Technology companies like Waymo and nuTonomy, as well as suppliers like Delphi and ZF, will have an important role to play in the new mobility ecosystem. But for now, automakers lead in the automated driving system race.

 

Questions Aplenty About Interacting with Automated Vehicles

— March 31, 2017

Over the past 130 years, the interface between human and machine has become relatively standardized. We have steering wheels, pedals, seats, mirrors, and other major controls in roughly the same location no matter what brand or type of vehicle we use. We’ve made adaptations for additional hand controls for those that have physical disabilities, but overall, the experience is consistent. But when those controls are eliminated in automated vehicles (AVs), as Ford will do in the AV it intends to produce in 2021, designers have opportunities to rethink vehicle cabins. And those opportunities raise a few questions about interacting with AVs.

User Experience

The more you know, the more you realize how much you don’t know. As we accelerate toward an era where humans are no longer in direct control of the vehicles we move around in, it’s clear that making a car drive itself is only the beginning of the task at hand. A panel at the recent Automotive Megatrends Autonomous Car conference in Detroit examined some of the questions around the user experience (UX) with automation.

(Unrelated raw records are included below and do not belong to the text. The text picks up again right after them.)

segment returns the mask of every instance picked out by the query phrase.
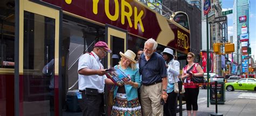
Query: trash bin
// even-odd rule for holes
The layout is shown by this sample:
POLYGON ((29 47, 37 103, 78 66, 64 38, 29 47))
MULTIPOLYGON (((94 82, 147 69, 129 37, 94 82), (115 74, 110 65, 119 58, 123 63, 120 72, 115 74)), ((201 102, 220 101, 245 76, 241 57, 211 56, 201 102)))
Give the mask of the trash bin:
MULTIPOLYGON (((211 83, 218 82, 217 89, 217 100, 218 104, 224 104, 225 101, 225 78, 224 77, 217 77, 215 78, 211 78, 211 83)), ((212 84, 210 86, 210 95, 211 104, 215 104, 215 84, 212 84)))
POLYGON ((79 98, 79 95, 78 94, 79 94, 78 91, 68 91, 66 94, 67 111, 72 112, 81 111, 78 99, 78 97, 79 98))

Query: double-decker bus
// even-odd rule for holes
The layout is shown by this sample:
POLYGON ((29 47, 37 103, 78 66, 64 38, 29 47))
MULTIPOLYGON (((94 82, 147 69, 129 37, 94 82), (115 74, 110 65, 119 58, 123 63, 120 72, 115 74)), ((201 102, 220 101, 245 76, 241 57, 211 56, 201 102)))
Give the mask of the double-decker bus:
POLYGON ((80 115, 78 59, 99 40, 113 51, 105 68, 113 54, 136 52, 150 38, 185 65, 187 15, 169 16, 135 0, 1 1, 0 115, 80 115))

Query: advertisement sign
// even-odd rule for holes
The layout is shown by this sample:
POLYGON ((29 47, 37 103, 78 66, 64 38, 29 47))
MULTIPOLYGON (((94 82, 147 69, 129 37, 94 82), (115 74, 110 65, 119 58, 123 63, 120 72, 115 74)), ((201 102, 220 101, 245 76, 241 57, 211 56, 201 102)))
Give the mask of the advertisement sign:
POLYGON ((242 54, 243 55, 247 55, 247 47, 242 47, 242 54))
POLYGON ((211 1, 210 0, 205 0, 205 2, 204 3, 204 15, 207 15, 210 9, 211 1))
MULTIPOLYGON (((209 72, 213 72, 213 53, 211 52, 210 52, 209 58, 209 72)), ((206 66, 207 66, 207 52, 206 51, 202 51, 202 68, 204 72, 207 72, 206 66)))
POLYGON ((241 34, 240 35, 240 42, 247 42, 249 40, 249 35, 248 33, 241 34))
POLYGON ((248 45, 248 42, 242 42, 241 43, 241 46, 242 47, 247 46, 248 45))
POLYGON ((237 74, 237 65, 235 65, 235 64, 233 64, 232 69, 231 70, 231 74, 237 74))
POLYGON ((239 17, 239 23, 246 22, 246 18, 247 17, 246 15, 244 15, 241 17, 239 17))
POLYGON ((233 53, 228 54, 228 60, 230 61, 230 62, 233 62, 232 61, 232 56, 233 56, 233 53))
POLYGON ((247 33, 247 27, 242 28, 241 29, 241 33, 242 34, 247 33))

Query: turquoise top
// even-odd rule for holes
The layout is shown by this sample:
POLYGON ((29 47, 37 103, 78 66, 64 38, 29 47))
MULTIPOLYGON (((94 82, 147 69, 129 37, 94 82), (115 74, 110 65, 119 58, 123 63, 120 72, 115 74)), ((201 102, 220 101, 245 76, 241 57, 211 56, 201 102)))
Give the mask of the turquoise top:
MULTIPOLYGON (((114 67, 115 69, 118 69, 117 67, 118 65, 116 65, 114 67)), ((129 75, 132 81, 138 83, 139 87, 138 88, 140 87, 140 85, 142 85, 142 80, 140 79, 139 70, 138 69, 136 69, 134 70, 132 70, 131 67, 128 67, 126 69, 123 70, 121 66, 120 66, 118 69, 119 69, 121 71, 124 72, 124 73, 125 74, 129 75)), ((124 87, 125 88, 125 93, 126 94, 127 100, 128 101, 138 98, 137 88, 135 88, 130 85, 124 85, 124 87)), ((117 95, 117 90, 118 90, 118 86, 115 86, 114 90, 114 98, 116 98, 116 96, 117 95)))

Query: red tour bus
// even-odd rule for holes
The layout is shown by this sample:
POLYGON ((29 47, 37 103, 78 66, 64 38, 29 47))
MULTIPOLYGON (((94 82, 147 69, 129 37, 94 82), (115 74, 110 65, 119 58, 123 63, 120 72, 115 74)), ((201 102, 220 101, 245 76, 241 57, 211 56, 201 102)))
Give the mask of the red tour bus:
POLYGON ((5 0, 0 4, 1 116, 80 114, 75 94, 78 59, 97 41, 113 51, 102 61, 105 68, 113 65, 113 54, 143 48, 150 38, 159 44, 158 50, 170 47, 178 59, 190 50, 185 12, 170 12, 166 18, 138 1, 5 0))

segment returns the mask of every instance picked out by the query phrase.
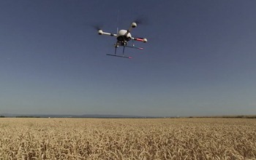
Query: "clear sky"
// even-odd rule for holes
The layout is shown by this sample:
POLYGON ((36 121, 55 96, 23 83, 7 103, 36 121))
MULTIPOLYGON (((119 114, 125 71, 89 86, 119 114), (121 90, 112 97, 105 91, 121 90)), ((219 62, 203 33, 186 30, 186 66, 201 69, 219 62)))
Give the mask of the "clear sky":
MULTIPOLYGON (((0 1, 0 113, 256 114, 256 1, 0 1), (127 29, 143 50, 106 56, 127 29), (145 20, 144 20, 145 22, 145 20)), ((121 52, 120 48, 118 52, 121 52)))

A crucial aspect of the human-machine interface are the seats and what we see as we move through the world. Over the last several years, automakers and suppliers revealed a number of fascinating concepts for cars of the future such as the Mercedes-Benz F015, Nissan IDS, and the BMW HoloActive Touch.

One of the seemingly more appealing ideas about not having to drive is that vehicle occupants could be repositioned so they can interface with each other instead of the vehicle. However, a driving force behind the design of modern vehicles is the need to protect occupants in the event of a crash. They must be properly positioned in order for airbags to provide protection. While AVs are likely to cause far fewer crashes, they will still have to coexist with the more than 1.2 billion vehicles on the road today and for decades to come. That means that unless we ban human-driven vehicles, AVs still have to conform to the same safety standards and seat rotation will be limited to small angles.

Then there is the whole issue of motion sickness. Many people experience physical symptoms when there is a disconnect between what their eyes see and their body feels during motion. If we go from driving to watching or reading during our commutes, this could become a design issue.

Voice Recognition Systems

Another question regarding interacting with AVs: Will we let self-driving vehicles know where we want to go? For all the attention that devices like Amazon’s Echo have received in the past couple of years, voice recognition systems remain frustrating to use. Companies like Google and Nuance have made huge strides in improving the reliability of these systems when they are connected to the cloud, but even the most advanced machine learning systems continue to struggle with natural language semantics and accents. There is an enormous difference between recognizing individual spoken words and the meaning that is imparted by stringing a series of words together.

Humans are remarkably adaptable, and we will likely adjust our own speech patterns to the limitations of the machines before the machines themselves can reliably understand us. Or we may decide that if technology can’t make our lives less frustrating, we may reject it.